The antonym of "Arab" is:

a) decent
b) family man
c) citizen
d) all of the above.

If you, like John McCain, answered "d," pat yourself on the back. You've just earned yourself some praise from unexpected corners — including much of the liberal blogosphere — for finally reining in the vitriol of your most rabid supporters. In this case? By agreeing with a woman in your audience that the word "Arab" is a slur. She pins the word on Obama; McCain says that's just not nice.
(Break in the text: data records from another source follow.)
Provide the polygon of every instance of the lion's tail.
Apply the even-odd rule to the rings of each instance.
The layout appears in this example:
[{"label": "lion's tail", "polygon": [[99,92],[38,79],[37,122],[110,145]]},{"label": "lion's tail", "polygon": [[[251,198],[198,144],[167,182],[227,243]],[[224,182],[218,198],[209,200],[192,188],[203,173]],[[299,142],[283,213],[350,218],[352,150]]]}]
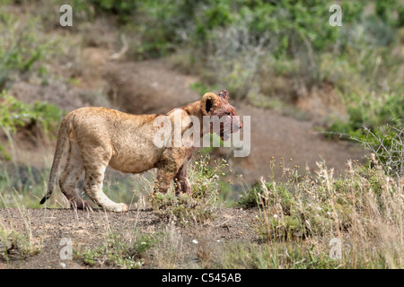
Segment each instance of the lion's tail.
[{"label": "lion's tail", "polygon": [[60,125],[59,132],[57,134],[57,142],[56,146],[55,156],[53,158],[52,168],[50,169],[49,181],[48,182],[48,188],[45,196],[40,200],[40,204],[43,204],[48,198],[52,196],[53,188],[56,184],[56,178],[59,167],[60,160],[65,150],[66,143],[68,141],[68,128],[70,117],[66,117],[65,120]]}]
What's notable here is that McCain, like everyone in his audience, knew immediately where she was going with this. He knew that to "respect" Obama in this case meant to defend him from the (supposedly heinous) charge of being Arab, and he did this not by saying "actually his father's family is Luo, from Kenya…" but by calling Obama a decent family man, a moniker he apparently believes no Arab could claim.

Ana Marie Cox of Wonkette, who was present at the event in question, reports that the woman, Gayle Quinnell, said "Arab terrorist," which would render McCain's comment more defensible. But in the video there is no indication that Quinnell said "terrorist." She just said "Arab." Some have wondered if the word "terrorist" was inaudible. This might be true, but Quinnell keeps speaking after she says the word "Arab," before McCain reclaims the mike.

I am guessing Cox simply misremembered the exchange: that the words "Arab" and "terrorist" are so thoroughly linked by now that to make the former an adjective of the latter has become second nature.